Poemas : 

Uma Dose...

 
Trancado dentro de mim mesmo
Como num castelo de Walter Scott
Olhei-me e perguntei ao espelho
Se era serafim num verso de Klopstock.

E acabou que entrei em sono profundo
Tudo era branco lembrando um inverno
De repente estava no centro do mundo
Cérbero ladrava no portão do Inferno.

Sem fio de Ariadne e sem Dédalos
Perdi-me naqueles estranhos labirintos
Sem asas de cera como o do menino Ícaro
Procurei, como Dante, ajuda em Virgílio.

E, do nada, eu nadava em suplício num rio
Onde um óbolo era o preço da barca de Caronte
Ouvi gritos, arrastos de correntes, vários gemidos
E na minha frente vi homens torturados aos montes.

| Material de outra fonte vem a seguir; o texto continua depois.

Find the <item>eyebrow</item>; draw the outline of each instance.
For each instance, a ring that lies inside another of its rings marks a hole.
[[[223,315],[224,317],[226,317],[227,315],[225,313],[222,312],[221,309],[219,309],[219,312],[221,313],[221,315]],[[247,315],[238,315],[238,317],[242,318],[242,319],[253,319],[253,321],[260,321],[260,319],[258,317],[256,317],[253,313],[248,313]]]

E lembrei-me daquele herói da cidade de Ítaca
Que dez anos ficou sem voltar para sua amada.
Lembrei-me do poeta que a nado salvou o Lusíadas
Quando vi sorrindo Aleister Crowley numa maca.

No rio de lamentos haviam poucos navegantes
Na verdade parecia-me que eu via somente um
Era Dom Quixote, personagem do grande Cervantes
Montado no Rocinante enquanto Sancho bebia rum.

Tudo ali era extravagante, extraordinário, extra.
Acho que vi Jack estripando prostitutas nuas e imundas
Lúcifer tomando um cálice de sangue com a mão destra
Vi diabinhos em orgias com umas raparigas bem vagabundas.

Depois tudo me pareceu tão surdo, turvo que eu não sei.
Mas, pela barba, parecia que eu via uivando o velho Raul.
Parecia-me que virava churrasco o piloto do Enola Gay
Empalado até o talo numa vara de mais de metro de bambu.

Por fim acordei todo suado e percebi que estava no meu quarto.
Havia três dias que eu estava adoentado, gripado, constipado.
Rezei um Pai-nosso, benzi-me dez vezes e rezei dez aves-marias.
Depois foi que eu percebi que tinha errado as dosagens de Amoxilina.